Mark Schmitt leads the Political Reform Program at the New America Foundation, which is a grantee of the Foundation’s Madison Initiative. He has a thoughtful essay in the current edition of Democracy, entitled “Democratic Romanticism and its Critics,” that everyone interested in democracy reform should read. Schmitt’s piece does a commendably fair job of summarizing the perspectives of a growing number of democratic skeptics for the readers of a journal whose self-professed mission is “to build a vital and vibrant progressivism for the twenty-first century.”
Schmitt notes that:
[T]his school of skeptics is less interested in an idealized democracy…than in effective governance. They worry less that government is pulled away from the public interest by money and concentrated power than that it can’t address problems in even the messy, transactional, and imperfect way that it once did.
Schmitt’s subtitle is a provocation, suggesting that, if the skeptics are right, then “everything you thought you know about fixing American politics might be wrong.”
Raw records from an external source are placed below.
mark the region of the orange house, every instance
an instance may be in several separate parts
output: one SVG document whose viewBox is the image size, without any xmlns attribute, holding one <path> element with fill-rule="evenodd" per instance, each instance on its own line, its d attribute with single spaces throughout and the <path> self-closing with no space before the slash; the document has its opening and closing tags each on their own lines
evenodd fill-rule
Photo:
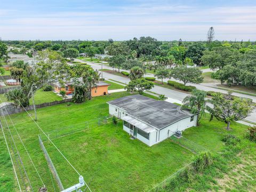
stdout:
<svg viewBox="0 0 256 192">
<path fill-rule="evenodd" d="M 109 85 L 110 84 L 100 81 L 95 87 L 92 88 L 92 97 L 106 95 L 108 94 Z M 58 83 L 55 83 L 53 86 L 56 92 L 59 93 L 60 91 L 65 91 L 66 94 L 72 94 L 74 90 L 71 83 L 66 83 L 64 87 L 61 87 Z"/>
</svg>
In the end Schmitt doesn’t go that far, concluding that the skeptics’ perspective rests unsteadily on a nostalgia for party bosses, political machines, earmarks, and the like that is itself idealized and, in his view, fails to illuminate a practical way forward. To his credit, elsewhere Schmitt has sketched out a democratic reform agenda that seeks to reframe traditional arguments railing against corruption by focusing instead on elevating the value of what he terms political opportunity.
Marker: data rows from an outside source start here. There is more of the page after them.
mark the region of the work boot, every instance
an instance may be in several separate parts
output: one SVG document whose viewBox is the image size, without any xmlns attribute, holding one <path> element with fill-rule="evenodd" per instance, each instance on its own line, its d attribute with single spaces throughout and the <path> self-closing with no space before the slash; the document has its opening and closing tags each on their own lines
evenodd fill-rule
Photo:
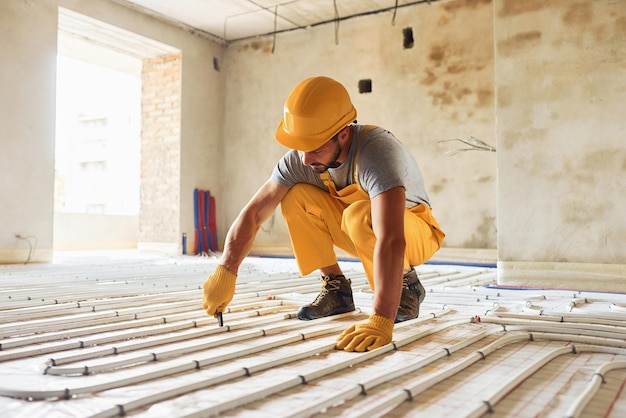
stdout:
<svg viewBox="0 0 626 418">
<path fill-rule="evenodd" d="M 404 273 L 402 276 L 402 297 L 395 322 L 417 318 L 420 313 L 420 303 L 425 296 L 424 286 L 420 283 L 415 269 L 411 268 L 410 272 Z"/>
<path fill-rule="evenodd" d="M 298 319 L 317 319 L 354 310 L 350 279 L 331 274 L 322 276 L 321 280 L 322 291 L 311 304 L 300 307 Z"/>
</svg>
Digesting these two pieces together provides a great vantage point on the evolving debate on political reform. Kudos to Schmitt for his willingness to listen to and take seriously the arguments of those on the other side of the reform debate and to revisit the assumptions of the advocacy community that is closer to home for him. We will need more of this kind of critic and political boundary-crosser for the work that lies ahead.